Python utilities for veritasai (edit this description)

Project description

VeritasAI

PyPI - Version Python License: MIT Status

Multilingual fact checker that uses provided knowledge bases to make sure that its claims are reliable.

VeritasAI is a fact verification toolkit designed for multilingual settings and domains where traceable evidence matters (e.g., medical). It works with your own knowledge base—raw text is sufficient—and verifies that any claim produced by the pipeline can be traced back to a specific line or paragraph in that corpus.

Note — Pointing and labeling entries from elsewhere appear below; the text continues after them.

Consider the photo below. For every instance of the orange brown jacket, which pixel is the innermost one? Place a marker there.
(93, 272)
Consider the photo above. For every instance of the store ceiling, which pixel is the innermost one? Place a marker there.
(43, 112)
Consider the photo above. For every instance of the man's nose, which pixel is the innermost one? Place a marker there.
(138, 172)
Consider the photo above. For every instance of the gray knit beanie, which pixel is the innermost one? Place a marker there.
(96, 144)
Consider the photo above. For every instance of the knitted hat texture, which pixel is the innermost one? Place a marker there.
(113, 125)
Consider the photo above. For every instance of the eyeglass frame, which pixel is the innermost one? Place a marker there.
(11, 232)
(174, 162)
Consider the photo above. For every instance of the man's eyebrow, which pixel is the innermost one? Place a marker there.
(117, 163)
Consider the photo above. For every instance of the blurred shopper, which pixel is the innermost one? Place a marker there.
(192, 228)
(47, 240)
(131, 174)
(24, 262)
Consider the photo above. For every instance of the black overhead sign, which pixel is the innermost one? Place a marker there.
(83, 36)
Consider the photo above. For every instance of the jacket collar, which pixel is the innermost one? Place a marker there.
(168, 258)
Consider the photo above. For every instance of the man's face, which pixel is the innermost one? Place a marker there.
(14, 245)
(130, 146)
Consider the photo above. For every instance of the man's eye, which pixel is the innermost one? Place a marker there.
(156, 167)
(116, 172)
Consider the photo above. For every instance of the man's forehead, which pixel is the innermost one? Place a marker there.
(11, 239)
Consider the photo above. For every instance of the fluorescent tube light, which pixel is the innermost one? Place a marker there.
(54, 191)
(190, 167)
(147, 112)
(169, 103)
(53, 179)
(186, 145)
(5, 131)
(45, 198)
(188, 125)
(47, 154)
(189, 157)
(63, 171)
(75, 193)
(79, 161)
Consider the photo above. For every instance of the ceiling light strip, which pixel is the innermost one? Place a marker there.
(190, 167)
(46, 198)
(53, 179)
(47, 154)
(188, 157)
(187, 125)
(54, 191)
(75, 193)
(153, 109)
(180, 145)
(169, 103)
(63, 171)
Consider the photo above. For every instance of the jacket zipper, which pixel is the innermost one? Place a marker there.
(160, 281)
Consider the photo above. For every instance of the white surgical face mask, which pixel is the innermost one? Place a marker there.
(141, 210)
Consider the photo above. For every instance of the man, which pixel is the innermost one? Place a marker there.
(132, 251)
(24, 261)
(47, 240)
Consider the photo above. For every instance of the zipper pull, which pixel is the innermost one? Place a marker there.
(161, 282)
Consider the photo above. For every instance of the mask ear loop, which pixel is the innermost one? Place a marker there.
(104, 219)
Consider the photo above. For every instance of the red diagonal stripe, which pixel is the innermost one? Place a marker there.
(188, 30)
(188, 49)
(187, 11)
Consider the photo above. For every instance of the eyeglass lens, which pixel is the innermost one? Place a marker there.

Alpha notice: the API may change. Contributions are not currently accepted; feel free to open issues.


Table of Contents


Features

  • Multilingual: works across languages as long as a relevant knowledge base is supplied.
  • Evidence-grounded: every verified claim links back to a line/paragraph in your corpus.
  • Modular pipeline: separate components for claim extraction, evidence retrieval, and claim verification.
  • GPU-first: CUDA support for efficient large-model inference.
  • No telemetry: VeritasAI does not collect any usage data.

Benchmarks and end-to-end demos are coming; see the Colab links once they are published.

Installation

pip install veritasai

Optional heavy dependencies (usually auto-installed)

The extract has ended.